Peptide Imaging Agents Specific for Tau Aggregates
Alzheimer’s disease (AD) is linked to proteins that misbehave and stick together into protein particles that are toxic to brain cells. Early detection of this dreaded disease requires the generation of imaging molecules that can enter the brain and selectively tag the toxic protein particles in different parts of the brain. We aim to use an innovative design and evolution method for generating imaging probes specific for particles of one of the most harmful Alzheimer’s proteins (tau). We will use these novel probes to image toxic tau protein particles in the brains of mice used as models of AD, with the long-term goal of translating this technology to humans for early and accurate disease detection.
As the first step of our investigation, we will generate small probes that recognize different forms of tau protein aggregates. Our approach is to use a small and stable scaffold that will be mutated to generate large libraries of variants with sequence differences in the binding loops. We will introduce different functional groups (amino acids) at several sites in the binding loops that have a wide range of properties, including amino acids with positive and negative charge as well as those with hydrophobic (water hating) or hydrophilic (water loving) groups. Next, we will use high-throughput screening methods to sort these large libraries in order to select rare variants (ie, the “needles in the haystack”) that selectively recognize toxic forms of the tau protein that are associated with Alzheimer’s disease (AD). Finally, we will evaluate these novel probes as imaging agents for detecting toxic tau protein particles in the brains of mice used as models of AD. Our long-term goal is to translate this technology to humans for early and accurate detection of Alzheimer’s disease.
About the Researcher
Peter Tessier, PhD, is the Albert M. Mattocks Professor of Pharmaceutical Sciences and Chemical Engineering in the Departments of Chemical Engineering and Pharmaceutical Sciences (equal appointments), and a member of the Biointerfaces Institute, at the University of Michigan in Ann Arbor, MI. He received his B.S. degree in chemical engineering from the University of Maine (1998, co-valedictorian), and his PhD in chemical engineering from the University of Delaware (2003, NASA Graduate Fellow).
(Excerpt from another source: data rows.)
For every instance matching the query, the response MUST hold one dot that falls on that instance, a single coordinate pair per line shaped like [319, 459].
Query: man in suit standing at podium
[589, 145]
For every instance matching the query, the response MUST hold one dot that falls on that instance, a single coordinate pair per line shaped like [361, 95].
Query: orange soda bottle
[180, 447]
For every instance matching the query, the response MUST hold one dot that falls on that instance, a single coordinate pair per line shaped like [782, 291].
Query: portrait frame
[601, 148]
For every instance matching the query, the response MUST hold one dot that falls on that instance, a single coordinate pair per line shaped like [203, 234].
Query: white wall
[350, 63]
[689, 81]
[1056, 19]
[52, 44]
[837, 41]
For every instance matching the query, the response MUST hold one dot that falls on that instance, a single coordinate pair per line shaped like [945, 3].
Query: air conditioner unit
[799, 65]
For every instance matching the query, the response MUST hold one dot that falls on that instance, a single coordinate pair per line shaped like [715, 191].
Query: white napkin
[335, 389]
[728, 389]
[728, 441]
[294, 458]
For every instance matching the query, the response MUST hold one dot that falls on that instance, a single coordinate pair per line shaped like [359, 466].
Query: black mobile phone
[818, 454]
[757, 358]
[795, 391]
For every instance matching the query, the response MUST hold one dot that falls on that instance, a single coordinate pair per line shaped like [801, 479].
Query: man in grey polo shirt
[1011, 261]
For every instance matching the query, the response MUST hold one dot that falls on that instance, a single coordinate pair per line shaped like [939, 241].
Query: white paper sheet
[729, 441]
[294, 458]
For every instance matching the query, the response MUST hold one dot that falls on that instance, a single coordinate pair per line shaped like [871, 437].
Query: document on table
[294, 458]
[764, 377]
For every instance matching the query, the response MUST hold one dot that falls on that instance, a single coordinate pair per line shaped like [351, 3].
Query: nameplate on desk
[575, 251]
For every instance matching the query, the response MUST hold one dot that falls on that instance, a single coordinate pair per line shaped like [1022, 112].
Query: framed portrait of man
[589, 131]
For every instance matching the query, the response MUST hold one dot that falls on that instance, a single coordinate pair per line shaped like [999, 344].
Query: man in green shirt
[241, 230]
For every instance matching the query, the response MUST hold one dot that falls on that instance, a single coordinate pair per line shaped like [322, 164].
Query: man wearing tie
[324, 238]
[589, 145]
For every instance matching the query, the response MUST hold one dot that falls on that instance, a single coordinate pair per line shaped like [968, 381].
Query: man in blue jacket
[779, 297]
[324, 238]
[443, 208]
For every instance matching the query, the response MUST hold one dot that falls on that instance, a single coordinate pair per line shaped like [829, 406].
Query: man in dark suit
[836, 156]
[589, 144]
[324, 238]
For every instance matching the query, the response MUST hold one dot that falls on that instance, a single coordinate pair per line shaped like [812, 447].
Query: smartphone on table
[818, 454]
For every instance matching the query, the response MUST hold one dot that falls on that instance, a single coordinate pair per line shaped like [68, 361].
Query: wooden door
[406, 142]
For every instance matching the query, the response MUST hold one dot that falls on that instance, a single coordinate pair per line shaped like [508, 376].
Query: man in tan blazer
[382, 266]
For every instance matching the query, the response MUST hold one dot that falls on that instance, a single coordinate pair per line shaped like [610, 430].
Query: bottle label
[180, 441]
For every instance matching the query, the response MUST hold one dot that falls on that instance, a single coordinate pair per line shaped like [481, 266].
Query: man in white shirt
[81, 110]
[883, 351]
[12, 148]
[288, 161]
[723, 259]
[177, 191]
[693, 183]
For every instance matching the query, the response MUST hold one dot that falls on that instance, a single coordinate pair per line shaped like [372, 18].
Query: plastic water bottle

Tessier performed his postdoctoral studies at the Whitehead Institute for Biomedical Research at MIT (2003-2007, American Cancer Society Fellow). Tessier started his independent career as an assistant professor in the Department of Chemical & Biological Engineering at Rensselaer Polytechnic Institute in 2007, and he was an endowed full professor (Richard Baruch, MD, Career Development Professor of Chemical & Biological Engineering) prior to his move to the University of Michigan in 2017. Tessier’s research focuses on designing, optimizing, characterizing and formulating a class of large therapeutic proteins (antibodies) that hold great potential for detecting and treating human disorders ranging from cancer to Alzheimer’s disease. He has received a number of awards in recognition of his pioneering work, including a Humboldt Fellowship for Experienced Researchers (2014-15), a Young Scientist Award from the World Economic Forum (2014), a Biochemical Engineering Journal Young Investigator Award (2016), a Young Investigator Award from the Biochemical Technology division of the American Chemical Society (2015), a Pew Scholar Award in Biomedical Sciences (2010-14), a National Science Foundation CAREER Award (2010-15), a Rensselaer Early Career Award (2012), and Rensselaer School of Engineering Research (2012) and Teaching (2013) Awards.
My passion is to develop technologies that improve human health. Several members of my family have Alzheimer’s disease (AD), and my love for them motivates me each day. My lab seeks to perform high risk/high return research related to diagnosing and treating AD. The financial support from the BrightFocus Foundation enables us to conduct research that would move the needle in terms of Alzheimer’s diagnosis if successful, but this research is too risky to be funded by conventional funding agencies. We are extremely grateful to the donors of the BrightFocus Foundation that make our research possible. You (the donors) motivate us to do our very best each day to improve the future for Alzheimer’s patients.